That'd be a b*tch to repair!
You forgot to mention SCH40 fittings into metal and no unions.
The one I most wish I had a photo of was a homemade popup body for a brass impact head. It was welded together from thick-wall aluminum tubing and plate.
Wow, there's one no-one thought of - need a quick valve box? Cut the bottom out of your Irribucket.
Teflon tape instead of paste on pump connections
Paste instead of tape on valves
NO wire connectors on solenoids
Greenskeeper - used to have a friend whose mantra was "do the math"
NO conduit on control wire, just tack it to wall
Rain sensor mounted on PVC pipe in watering area
No concrete pad under pump - wood or dirt
Sleeves installed at bottom of concrete so you have to 90 up into them
Water meter boxes poking several inches up from grade
Backflows in middle of lawn
Rotors on risers in plant beds
Rotors throwing into corners with no spray to pick up the slack
Jumbo boxes with (2) 1" valves in them - no names mentioned
Rotors on risers in beds? Get thee to a Texas exam. Impact heads on risers do yeoman work in all sorts of applications.
Not impacts, not shrub bodies - pop-up rotors on risers so they can shoot over plants and get some turf. You forget - this is Florida irrigation
Have you seen how well a 5' riser bends when a rotor is working on top of it, and it's not attached to a wall or fence? Pretty funny.

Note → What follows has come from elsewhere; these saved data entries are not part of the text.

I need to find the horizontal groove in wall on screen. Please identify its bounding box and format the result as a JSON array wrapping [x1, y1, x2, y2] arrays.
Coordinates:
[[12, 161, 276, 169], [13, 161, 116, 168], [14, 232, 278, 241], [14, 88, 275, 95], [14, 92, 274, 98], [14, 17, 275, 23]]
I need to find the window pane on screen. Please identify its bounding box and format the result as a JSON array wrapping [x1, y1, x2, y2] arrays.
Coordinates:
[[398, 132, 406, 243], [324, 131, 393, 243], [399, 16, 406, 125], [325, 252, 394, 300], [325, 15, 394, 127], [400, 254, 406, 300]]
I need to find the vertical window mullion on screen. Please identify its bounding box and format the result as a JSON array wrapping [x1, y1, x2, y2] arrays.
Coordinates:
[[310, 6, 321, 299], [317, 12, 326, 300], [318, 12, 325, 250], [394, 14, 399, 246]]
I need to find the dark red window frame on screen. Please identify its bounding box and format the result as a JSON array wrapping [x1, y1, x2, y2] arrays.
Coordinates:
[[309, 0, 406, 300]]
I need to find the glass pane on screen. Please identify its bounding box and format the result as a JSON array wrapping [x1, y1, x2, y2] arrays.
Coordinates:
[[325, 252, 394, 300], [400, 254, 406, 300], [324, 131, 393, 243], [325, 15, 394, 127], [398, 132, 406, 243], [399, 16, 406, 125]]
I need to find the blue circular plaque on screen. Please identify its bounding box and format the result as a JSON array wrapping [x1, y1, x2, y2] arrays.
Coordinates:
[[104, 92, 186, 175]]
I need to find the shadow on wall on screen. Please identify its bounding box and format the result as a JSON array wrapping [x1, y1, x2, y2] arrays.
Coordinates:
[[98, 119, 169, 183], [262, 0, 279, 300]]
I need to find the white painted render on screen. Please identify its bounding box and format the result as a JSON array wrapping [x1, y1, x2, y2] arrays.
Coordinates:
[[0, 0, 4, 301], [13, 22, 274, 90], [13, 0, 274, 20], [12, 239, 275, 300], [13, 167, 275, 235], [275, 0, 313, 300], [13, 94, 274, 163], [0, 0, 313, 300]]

Not if you use the CSR method.
Hmmm, not something I see much of, but I have included a hidden hipop rotor in a shrub, when it was otherwise going to stick out like the proverbial thumb. Beyond impacts, and Toro 300 stream rotors, you don't get much close-in watering from a popup rotor on a riser.
I've used hi-pops (12") in beds also, especially liriope or jasmine, but I'm talking about regular 4" pops on white risers above the plants.